In recalling my childhood memories, nothing seems as overwhelmingly valuable as LEGO. It is not an overstatement that my recollections of the catchy moments in the past always coincide with my collections of the Lego sets. To me, the joy of Christmas, New Year, or birthday means just another brand-new Lego set added to my collections. In my most obsessed days, I measure the value of everything with the worth of the set of Lego I desire, a dinner outside can be simultaneously converted to a fifth value of the Lego Millennium Falcon.


It is no wonder how unreal I felt when I finally stepped into the Vault in Lego house in Billund, Denmark, a true memory lane to me. My mother captured the moment when I was lost in the wonderland of my childhood dream. I was staring at a wall full of Lego, completely shocked by the massive and exclusive display of those over 500 most iconic collections Lego has made, from the earliest to the most recent. I have always been considering building the plastic bricks gives me a lot of fun of building, and a sense of fulfilment once completed. However, at that moment, when I was walking through the archives of the history of Lego, I started to realize the true magical power of this seemingly non-extraordinary plastic brick. I saw the glamour of creativity, encouraging us to build everything we see or we imagine, now also built as the Tree of Creativity with over 6 million bricks at the center of this house. I saw the focus, which never wavered in its history of almost 90 years.
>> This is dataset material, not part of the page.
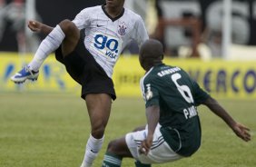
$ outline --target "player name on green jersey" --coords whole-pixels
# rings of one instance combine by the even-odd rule
[[[169,68],[167,70],[162,70],[162,71],[159,72],[157,74],[158,74],[158,76],[162,77],[166,74],[172,74],[179,72],[179,71],[181,71],[181,68],[174,67],[174,68]]]
[[[186,119],[189,119],[189,118],[192,118],[192,117],[194,117],[194,116],[197,115],[196,107],[193,106],[193,105],[189,107],[189,108],[187,108],[187,109],[184,109],[183,113],[184,113],[184,115],[185,115]]]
I saw the value of “playing well”, which was the literal meaning of Lego, and which has exactly helped shape and build our dream.


At that moment, I was also thinking of building my personal memory lane of Lego. It, of course, will include the first set I got as the birthday gift when I was 3 years old, the whole set of city series from the police station to the European towns, and the expert series with which I learned the basic mechanics. It must include my most cherished Star Wars collections, for which I have sacrificed almost a year’s luxury of dining out. I can remember every scenario when I got each of them, no words rather than “overjoyed” would be appropriate to describe my feeling at that time.